En su habitación el capitán López retomó el informe. Se sentía extrañamente cansado, —será por el calor—, pensó. — ¿O será que he comido algo que me ha caído mal?— El aire estaba caliente y tan espeso que se podía cortar. Se quitó la camisa y acercó la mesa a la ventana para recibir un poco de aire fresco. Sintió un olor repugnante y vio que venía de un ramillete de hierbas que habían puesto encima de la cómoda. No lo podía resistir y lo sacó por la ventana, al día siguiente lo recogería y lo pondría en su mismo sitio antes de que se dieran cuenta sus anfitriones.

Inmediatamente lanzó las ramas afuera le pareció ver una sombra que cruzaba por delante de la ventana con rapidez. —Será Miguel recogiendo algo de la camioneta— pensó —.
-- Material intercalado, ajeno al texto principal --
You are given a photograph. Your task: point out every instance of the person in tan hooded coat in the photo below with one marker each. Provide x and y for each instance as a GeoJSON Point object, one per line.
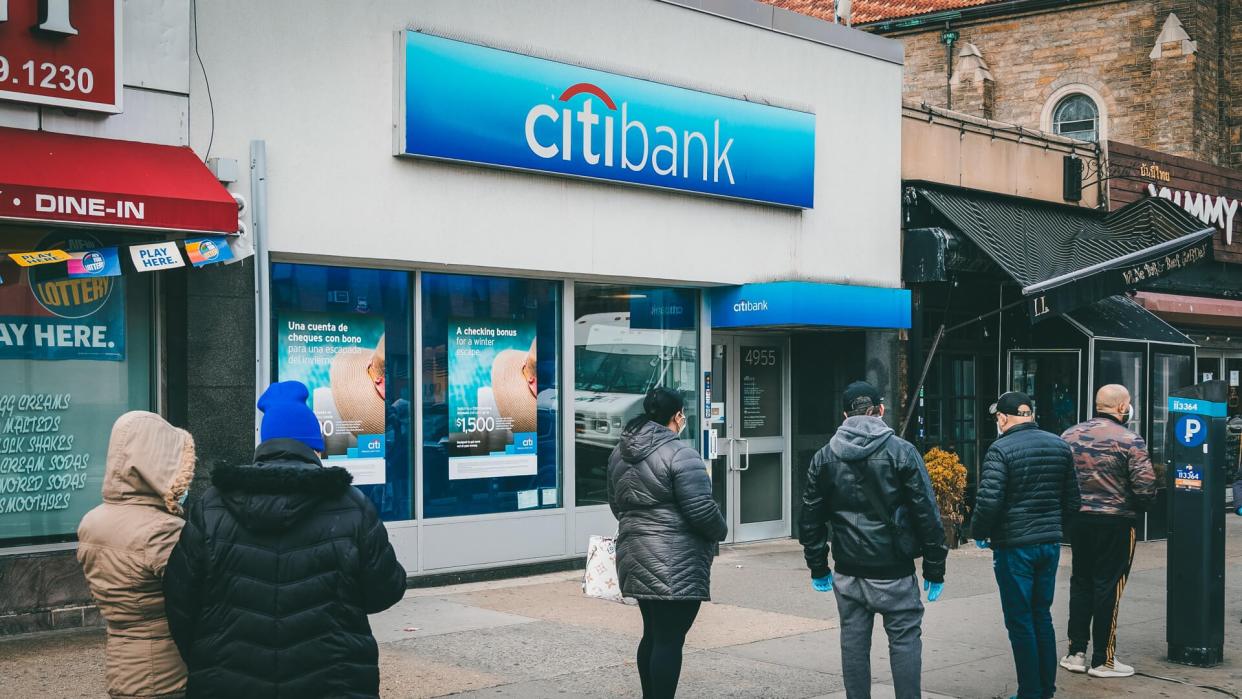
{"type": "Point", "coordinates": [123, 548]}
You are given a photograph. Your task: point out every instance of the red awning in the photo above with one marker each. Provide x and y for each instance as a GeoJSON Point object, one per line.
{"type": "Point", "coordinates": [78, 180]}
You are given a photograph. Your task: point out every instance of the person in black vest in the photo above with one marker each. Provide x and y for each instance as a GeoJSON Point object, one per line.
{"type": "Point", "coordinates": [668, 529]}
{"type": "Point", "coordinates": [1026, 489]}
{"type": "Point", "coordinates": [278, 564]}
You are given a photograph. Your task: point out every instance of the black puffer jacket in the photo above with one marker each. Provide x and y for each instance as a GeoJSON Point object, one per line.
{"type": "Point", "coordinates": [267, 591]}
{"type": "Point", "coordinates": [1027, 487]}
{"type": "Point", "coordinates": [668, 524]}
{"type": "Point", "coordinates": [835, 504]}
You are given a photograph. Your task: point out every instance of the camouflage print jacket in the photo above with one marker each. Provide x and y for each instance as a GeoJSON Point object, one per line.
{"type": "Point", "coordinates": [1114, 471]}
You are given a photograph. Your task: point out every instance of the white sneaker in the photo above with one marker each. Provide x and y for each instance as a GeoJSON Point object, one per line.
{"type": "Point", "coordinates": [1117, 669]}
{"type": "Point", "coordinates": [1074, 662]}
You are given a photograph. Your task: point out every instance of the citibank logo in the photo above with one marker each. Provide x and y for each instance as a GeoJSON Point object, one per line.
{"type": "Point", "coordinates": [686, 155]}
{"type": "Point", "coordinates": [749, 306]}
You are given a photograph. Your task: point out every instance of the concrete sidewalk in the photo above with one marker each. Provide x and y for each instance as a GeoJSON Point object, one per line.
{"type": "Point", "coordinates": [766, 633]}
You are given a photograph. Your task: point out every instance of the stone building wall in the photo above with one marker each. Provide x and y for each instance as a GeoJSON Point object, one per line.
{"type": "Point", "coordinates": [1187, 101]}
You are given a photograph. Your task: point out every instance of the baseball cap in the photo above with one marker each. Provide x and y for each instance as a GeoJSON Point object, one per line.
{"type": "Point", "coordinates": [861, 395]}
{"type": "Point", "coordinates": [1011, 402]}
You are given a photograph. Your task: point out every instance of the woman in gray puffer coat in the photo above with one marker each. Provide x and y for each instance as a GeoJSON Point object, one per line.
{"type": "Point", "coordinates": [668, 528]}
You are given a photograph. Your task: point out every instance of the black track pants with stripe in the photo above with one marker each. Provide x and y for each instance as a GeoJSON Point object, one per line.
{"type": "Point", "coordinates": [1103, 550]}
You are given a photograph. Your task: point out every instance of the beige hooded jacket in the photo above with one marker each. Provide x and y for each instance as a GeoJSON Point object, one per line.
{"type": "Point", "coordinates": [123, 546]}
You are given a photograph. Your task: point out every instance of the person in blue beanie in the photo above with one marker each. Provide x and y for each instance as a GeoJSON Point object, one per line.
{"type": "Point", "coordinates": [278, 564]}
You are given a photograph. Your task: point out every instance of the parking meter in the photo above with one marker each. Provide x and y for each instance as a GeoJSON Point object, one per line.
{"type": "Point", "coordinates": [1195, 605]}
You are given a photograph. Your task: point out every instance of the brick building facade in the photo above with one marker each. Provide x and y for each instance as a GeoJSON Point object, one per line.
{"type": "Point", "coordinates": [1163, 73]}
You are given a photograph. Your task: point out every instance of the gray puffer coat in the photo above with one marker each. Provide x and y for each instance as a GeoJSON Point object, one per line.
{"type": "Point", "coordinates": [668, 523]}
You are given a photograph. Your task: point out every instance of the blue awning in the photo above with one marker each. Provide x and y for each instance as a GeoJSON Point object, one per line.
{"type": "Point", "coordinates": [800, 304]}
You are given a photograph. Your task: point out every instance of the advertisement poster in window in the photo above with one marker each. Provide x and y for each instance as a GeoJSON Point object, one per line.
{"type": "Point", "coordinates": [49, 314]}
{"type": "Point", "coordinates": [340, 359]}
{"type": "Point", "coordinates": [62, 350]}
{"type": "Point", "coordinates": [492, 399]}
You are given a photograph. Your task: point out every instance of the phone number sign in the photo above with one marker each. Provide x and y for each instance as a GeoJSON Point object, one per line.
{"type": "Point", "coordinates": [61, 52]}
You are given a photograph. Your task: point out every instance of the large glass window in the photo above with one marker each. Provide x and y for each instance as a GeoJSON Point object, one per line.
{"type": "Point", "coordinates": [75, 354]}
{"type": "Point", "coordinates": [345, 334]}
{"type": "Point", "coordinates": [626, 342]}
{"type": "Point", "coordinates": [1077, 117]}
{"type": "Point", "coordinates": [489, 395]}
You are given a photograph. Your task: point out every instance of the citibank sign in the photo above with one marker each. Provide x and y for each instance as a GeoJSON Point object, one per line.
{"type": "Point", "coordinates": [489, 107]}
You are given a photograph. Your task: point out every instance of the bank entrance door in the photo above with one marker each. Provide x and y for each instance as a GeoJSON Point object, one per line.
{"type": "Point", "coordinates": [750, 419]}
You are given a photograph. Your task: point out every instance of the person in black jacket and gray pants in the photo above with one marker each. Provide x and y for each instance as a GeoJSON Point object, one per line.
{"type": "Point", "coordinates": [668, 530]}
{"type": "Point", "coordinates": [1026, 491]}
{"type": "Point", "coordinates": [870, 491]}
{"type": "Point", "coordinates": [278, 564]}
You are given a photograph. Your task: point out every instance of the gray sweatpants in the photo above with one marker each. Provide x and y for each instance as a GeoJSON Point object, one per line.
{"type": "Point", "coordinates": [858, 601]}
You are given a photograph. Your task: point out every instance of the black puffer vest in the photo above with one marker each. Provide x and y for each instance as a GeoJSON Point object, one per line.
{"type": "Point", "coordinates": [668, 524]}
{"type": "Point", "coordinates": [1026, 489]}
{"type": "Point", "coordinates": [267, 591]}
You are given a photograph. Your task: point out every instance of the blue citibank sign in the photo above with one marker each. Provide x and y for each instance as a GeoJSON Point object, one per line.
{"type": "Point", "coordinates": [810, 304]}
{"type": "Point", "coordinates": [489, 107]}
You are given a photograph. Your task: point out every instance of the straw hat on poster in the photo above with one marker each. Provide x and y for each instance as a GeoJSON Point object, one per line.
{"type": "Point", "coordinates": [357, 379]}
{"type": "Point", "coordinates": [514, 387]}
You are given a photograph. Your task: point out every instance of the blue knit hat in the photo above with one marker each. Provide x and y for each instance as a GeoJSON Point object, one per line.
{"type": "Point", "coordinates": [286, 415]}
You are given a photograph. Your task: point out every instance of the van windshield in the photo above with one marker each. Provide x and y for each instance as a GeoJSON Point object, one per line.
{"type": "Point", "coordinates": [615, 373]}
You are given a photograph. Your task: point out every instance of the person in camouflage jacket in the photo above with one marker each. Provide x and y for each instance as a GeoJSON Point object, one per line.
{"type": "Point", "coordinates": [1117, 482]}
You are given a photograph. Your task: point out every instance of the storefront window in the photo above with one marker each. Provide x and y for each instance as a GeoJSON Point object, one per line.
{"type": "Point", "coordinates": [75, 354]}
{"type": "Point", "coordinates": [1170, 371]}
{"type": "Point", "coordinates": [489, 395]}
{"type": "Point", "coordinates": [345, 334]}
{"type": "Point", "coordinates": [1124, 368]}
{"type": "Point", "coordinates": [1051, 379]}
{"type": "Point", "coordinates": [626, 342]}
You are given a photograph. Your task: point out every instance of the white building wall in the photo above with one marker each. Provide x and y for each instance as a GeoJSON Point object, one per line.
{"type": "Point", "coordinates": [316, 80]}
{"type": "Point", "coordinates": [155, 71]}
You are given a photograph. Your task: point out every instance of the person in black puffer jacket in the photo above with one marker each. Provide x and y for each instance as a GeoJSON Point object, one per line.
{"type": "Point", "coordinates": [873, 550]}
{"type": "Point", "coordinates": [278, 564]}
{"type": "Point", "coordinates": [1026, 489]}
{"type": "Point", "coordinates": [668, 528]}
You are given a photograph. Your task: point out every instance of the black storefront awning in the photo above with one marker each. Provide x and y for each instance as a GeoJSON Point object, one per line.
{"type": "Point", "coordinates": [1120, 318]}
{"type": "Point", "coordinates": [1066, 257]}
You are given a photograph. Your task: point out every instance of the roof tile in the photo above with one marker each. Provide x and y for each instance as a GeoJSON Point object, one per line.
{"type": "Point", "coordinates": [877, 10]}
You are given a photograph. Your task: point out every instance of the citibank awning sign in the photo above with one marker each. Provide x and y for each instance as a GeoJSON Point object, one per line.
{"type": "Point", "coordinates": [810, 304]}
{"type": "Point", "coordinates": [488, 107]}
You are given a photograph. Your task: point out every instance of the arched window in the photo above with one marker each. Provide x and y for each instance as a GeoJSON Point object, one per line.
{"type": "Point", "coordinates": [1077, 117]}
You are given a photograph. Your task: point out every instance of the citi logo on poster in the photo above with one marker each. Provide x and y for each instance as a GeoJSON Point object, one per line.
{"type": "Point", "coordinates": [663, 149]}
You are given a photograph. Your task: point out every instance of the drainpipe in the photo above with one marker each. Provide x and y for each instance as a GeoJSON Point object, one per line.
{"type": "Point", "coordinates": [948, 37]}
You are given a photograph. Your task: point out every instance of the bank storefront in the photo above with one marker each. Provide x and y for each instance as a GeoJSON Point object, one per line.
{"type": "Point", "coordinates": [480, 296]}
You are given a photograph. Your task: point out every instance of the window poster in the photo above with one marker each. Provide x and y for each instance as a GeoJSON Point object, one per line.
{"type": "Point", "coordinates": [492, 399]}
{"type": "Point", "coordinates": [63, 380]}
{"type": "Point", "coordinates": [50, 315]}
{"type": "Point", "coordinates": [340, 359]}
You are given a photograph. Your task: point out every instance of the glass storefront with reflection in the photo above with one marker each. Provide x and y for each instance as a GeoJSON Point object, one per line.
{"type": "Point", "coordinates": [345, 334]}
{"type": "Point", "coordinates": [626, 342]}
{"type": "Point", "coordinates": [75, 354]}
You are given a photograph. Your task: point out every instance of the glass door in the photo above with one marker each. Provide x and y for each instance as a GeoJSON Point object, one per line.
{"type": "Point", "coordinates": [750, 422]}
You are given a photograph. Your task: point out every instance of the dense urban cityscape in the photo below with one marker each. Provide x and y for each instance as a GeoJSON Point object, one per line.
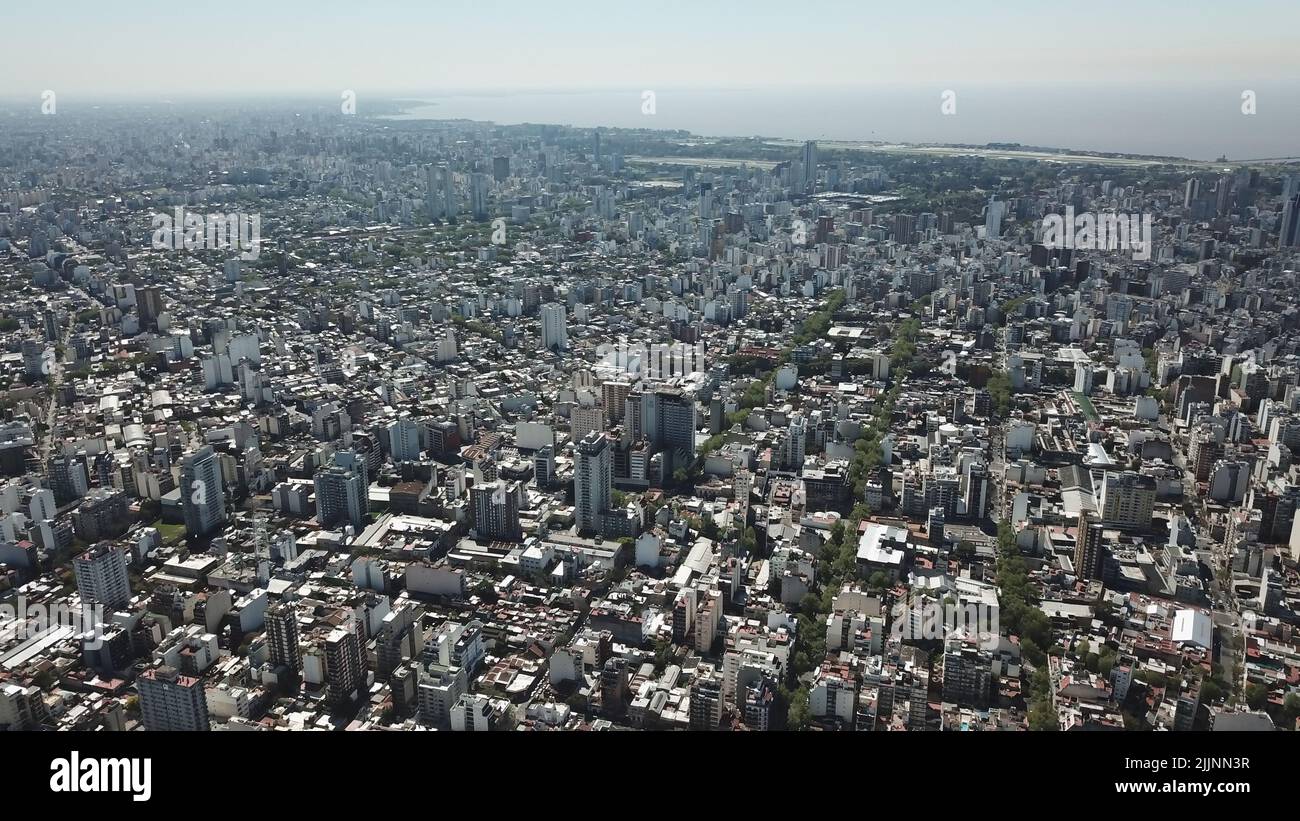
{"type": "Point", "coordinates": [325, 421]}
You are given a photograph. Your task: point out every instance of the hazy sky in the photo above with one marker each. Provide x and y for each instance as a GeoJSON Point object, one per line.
{"type": "Point", "coordinates": [83, 48]}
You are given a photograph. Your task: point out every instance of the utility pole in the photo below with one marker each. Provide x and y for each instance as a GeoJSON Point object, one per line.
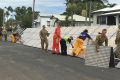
{"type": "Point", "coordinates": [33, 25]}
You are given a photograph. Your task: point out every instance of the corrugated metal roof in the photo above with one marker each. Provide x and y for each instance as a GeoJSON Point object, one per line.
{"type": "Point", "coordinates": [117, 7]}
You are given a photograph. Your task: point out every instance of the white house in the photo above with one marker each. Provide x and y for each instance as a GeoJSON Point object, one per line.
{"type": "Point", "coordinates": [107, 16]}
{"type": "Point", "coordinates": [44, 19]}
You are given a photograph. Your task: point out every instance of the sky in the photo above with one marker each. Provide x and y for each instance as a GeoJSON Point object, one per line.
{"type": "Point", "coordinates": [44, 6]}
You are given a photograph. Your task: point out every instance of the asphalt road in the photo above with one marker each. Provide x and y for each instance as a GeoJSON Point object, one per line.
{"type": "Point", "coordinates": [18, 62]}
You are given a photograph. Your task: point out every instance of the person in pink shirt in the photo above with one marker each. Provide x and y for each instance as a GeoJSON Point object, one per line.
{"type": "Point", "coordinates": [56, 40]}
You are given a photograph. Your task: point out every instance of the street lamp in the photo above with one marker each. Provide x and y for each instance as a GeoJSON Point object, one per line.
{"type": "Point", "coordinates": [33, 25]}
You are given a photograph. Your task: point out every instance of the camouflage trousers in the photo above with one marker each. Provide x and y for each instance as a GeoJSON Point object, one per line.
{"type": "Point", "coordinates": [118, 50]}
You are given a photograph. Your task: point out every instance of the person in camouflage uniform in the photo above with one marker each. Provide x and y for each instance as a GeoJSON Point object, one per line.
{"type": "Point", "coordinates": [43, 36]}
{"type": "Point", "coordinates": [117, 42]}
{"type": "Point", "coordinates": [4, 33]}
{"type": "Point", "coordinates": [100, 39]}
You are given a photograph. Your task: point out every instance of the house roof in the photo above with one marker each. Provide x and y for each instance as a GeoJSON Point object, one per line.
{"type": "Point", "coordinates": [115, 8]}
{"type": "Point", "coordinates": [111, 13]}
{"type": "Point", "coordinates": [63, 17]}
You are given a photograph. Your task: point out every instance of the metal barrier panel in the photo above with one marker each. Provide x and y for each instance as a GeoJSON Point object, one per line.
{"type": "Point", "coordinates": [98, 59]}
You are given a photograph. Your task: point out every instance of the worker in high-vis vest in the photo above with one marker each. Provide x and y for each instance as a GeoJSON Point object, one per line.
{"type": "Point", "coordinates": [117, 42]}
{"type": "Point", "coordinates": [78, 47]}
{"type": "Point", "coordinates": [63, 42]}
{"type": "Point", "coordinates": [56, 40]}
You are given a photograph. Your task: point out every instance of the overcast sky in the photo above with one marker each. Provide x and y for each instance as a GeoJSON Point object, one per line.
{"type": "Point", "coordinates": [44, 6]}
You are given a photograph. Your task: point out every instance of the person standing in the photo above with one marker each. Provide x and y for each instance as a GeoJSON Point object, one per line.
{"type": "Point", "coordinates": [56, 40]}
{"type": "Point", "coordinates": [117, 42]}
{"type": "Point", "coordinates": [78, 47]}
{"type": "Point", "coordinates": [100, 39]}
{"type": "Point", "coordinates": [43, 36]}
{"type": "Point", "coordinates": [0, 34]}
{"type": "Point", "coordinates": [63, 42]}
{"type": "Point", "coordinates": [4, 32]}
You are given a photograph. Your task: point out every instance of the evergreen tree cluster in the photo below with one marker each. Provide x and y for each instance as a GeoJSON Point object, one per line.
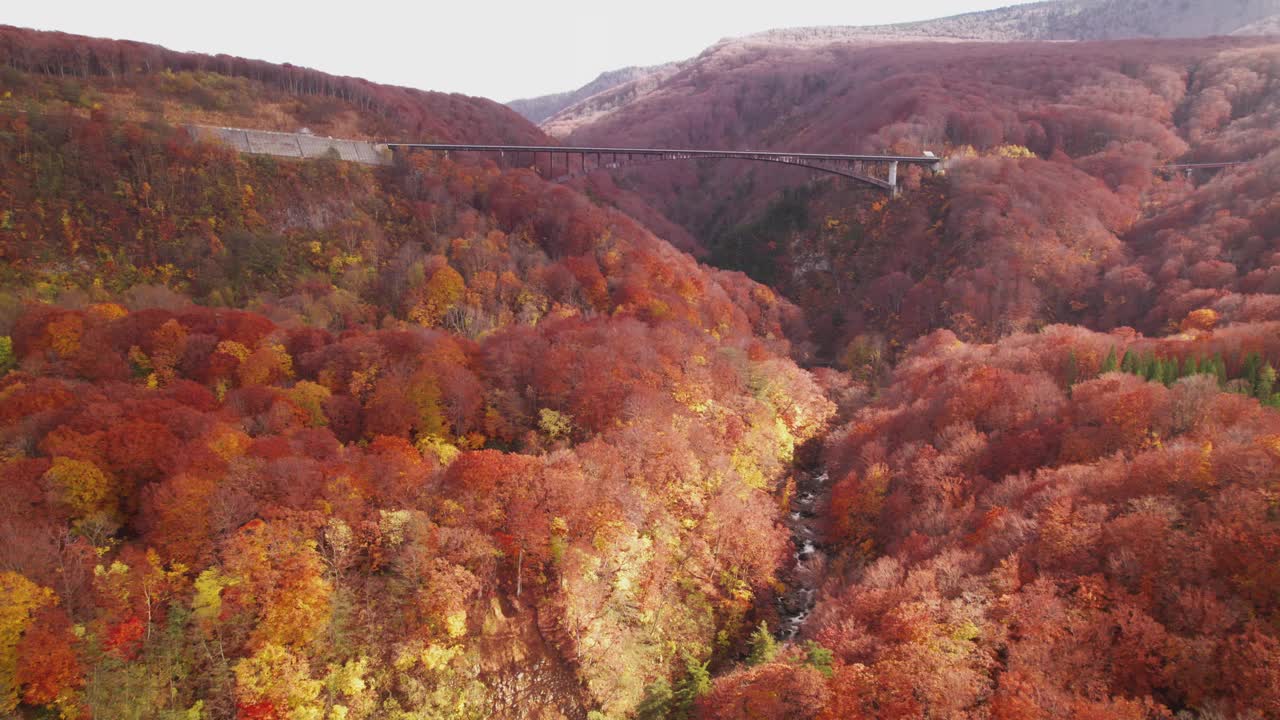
{"type": "Point", "coordinates": [1255, 378]}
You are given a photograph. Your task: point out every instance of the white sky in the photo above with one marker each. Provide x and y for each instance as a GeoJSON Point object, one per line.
{"type": "Point", "coordinates": [499, 49]}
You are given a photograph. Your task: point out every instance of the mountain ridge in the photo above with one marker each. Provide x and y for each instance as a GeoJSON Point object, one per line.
{"type": "Point", "coordinates": [1052, 19]}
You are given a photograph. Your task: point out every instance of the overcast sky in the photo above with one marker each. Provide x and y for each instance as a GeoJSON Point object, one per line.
{"type": "Point", "coordinates": [499, 49]}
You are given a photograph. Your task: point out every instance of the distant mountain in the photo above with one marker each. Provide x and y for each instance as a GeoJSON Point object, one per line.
{"type": "Point", "coordinates": [538, 109]}
{"type": "Point", "coordinates": [1059, 19]}
{"type": "Point", "coordinates": [1063, 19]}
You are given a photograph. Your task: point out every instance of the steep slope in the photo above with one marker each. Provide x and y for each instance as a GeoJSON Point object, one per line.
{"type": "Point", "coordinates": [318, 440]}
{"type": "Point", "coordinates": [1061, 504]}
{"type": "Point", "coordinates": [172, 86]}
{"type": "Point", "coordinates": [1054, 150]}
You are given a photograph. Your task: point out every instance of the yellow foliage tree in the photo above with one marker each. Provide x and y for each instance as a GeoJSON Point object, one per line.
{"type": "Point", "coordinates": [438, 295]}
{"type": "Point", "coordinates": [83, 488]}
{"type": "Point", "coordinates": [19, 598]}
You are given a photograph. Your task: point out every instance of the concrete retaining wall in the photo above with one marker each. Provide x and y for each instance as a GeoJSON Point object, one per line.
{"type": "Point", "coordinates": [293, 145]}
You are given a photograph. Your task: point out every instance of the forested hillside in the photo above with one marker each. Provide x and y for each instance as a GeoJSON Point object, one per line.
{"type": "Point", "coordinates": [1052, 488]}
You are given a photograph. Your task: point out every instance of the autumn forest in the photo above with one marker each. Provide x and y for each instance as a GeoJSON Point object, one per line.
{"type": "Point", "coordinates": [311, 440]}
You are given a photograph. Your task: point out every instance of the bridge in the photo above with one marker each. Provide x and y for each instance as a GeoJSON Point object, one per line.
{"type": "Point", "coordinates": [878, 171]}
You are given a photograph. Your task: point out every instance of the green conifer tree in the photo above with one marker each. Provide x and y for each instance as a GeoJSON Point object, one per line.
{"type": "Point", "coordinates": [1110, 364]}
{"type": "Point", "coordinates": [819, 657]}
{"type": "Point", "coordinates": [694, 684]}
{"type": "Point", "coordinates": [1127, 363]}
{"type": "Point", "coordinates": [1191, 367]}
{"type": "Point", "coordinates": [657, 701]}
{"type": "Point", "coordinates": [1265, 388]}
{"type": "Point", "coordinates": [763, 646]}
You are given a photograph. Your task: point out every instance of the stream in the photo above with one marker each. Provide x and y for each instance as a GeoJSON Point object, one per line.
{"type": "Point", "coordinates": [809, 560]}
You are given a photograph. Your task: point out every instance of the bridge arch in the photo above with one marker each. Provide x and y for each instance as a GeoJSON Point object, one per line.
{"type": "Point", "coordinates": [877, 171]}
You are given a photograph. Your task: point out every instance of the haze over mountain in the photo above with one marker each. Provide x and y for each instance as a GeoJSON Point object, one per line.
{"type": "Point", "coordinates": [1054, 19]}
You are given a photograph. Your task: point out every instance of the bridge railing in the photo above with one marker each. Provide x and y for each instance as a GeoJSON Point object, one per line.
{"type": "Point", "coordinates": [849, 165]}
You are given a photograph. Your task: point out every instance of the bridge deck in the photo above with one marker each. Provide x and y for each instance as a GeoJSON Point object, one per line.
{"type": "Point", "coordinates": [673, 153]}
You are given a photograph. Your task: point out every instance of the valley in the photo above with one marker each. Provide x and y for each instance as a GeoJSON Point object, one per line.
{"type": "Point", "coordinates": [296, 427]}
Estaba encima de la cama sudando copiosamente a pesar de la ventana abierta, de pronto, un ramalazo de aire gélido le dio de frente provocándole un dolor fuerte en el hombro. No podía respirar bien y se levantó para ir al cuarto de baño. Tenía que darse una ducha fría. El baño estaba fuera de la habitación y tenía que cruzar por la entrada de la casa para llegar al mismo. De pronto le vino a la mente la recomendación de Miguel de “plantar cara a los bacás” y pensó que fuera lo que fuera lo que había visto, la precaución no estaba de más. Tomó su pistola y la sobó. Caminó pesadamente por la habitación y al pasar por el frente de la puerta sintió una necesidad urgente de salir al porche y sin pensarlo dos veces la abrió con prisa y salió afuera. No había luz y no se sentía ningún sonido familiar, parecía que la casa, el campo, el pueblo, de repente, se habían vaciado de habitantes y de ruidos. Su corazón empezó a latir fuertemente y el sudor se le escurría por su espalda y por sus sienes. Cada vez se le hacía más difícil respirar y de repente sintió un dolor muy agudo en el pecho, como si una mano poderosa le oprimiera el corazón. Cayó al suelo y su vista se nubló. De pronto, unas sombras negras con ojos brillantes se fueron acercando y una de ellas se inclinó hacia él. Con la poca fuerza que le quedaba disparó cuatro veces.

Esa noche el doctor Acosta tuvo que certificar la muerte del capitán López y de Miguel Tejada. El primero sufrió un ataque al corazón y el segundo fue muerto por los disparos que hizo el capitán cuando iban a auxiliarle porque estaba caído enfrente de la casa.

Los vecinos no creyeron esa explicación; ellos sabían muy bien que don Miguel no le había cumplido al bacá y vino a cobrar su precio. El capitán López, simplemente estaba en el caso que no debía estar. A pesar de su formación, la genética le jugó una mala pasada.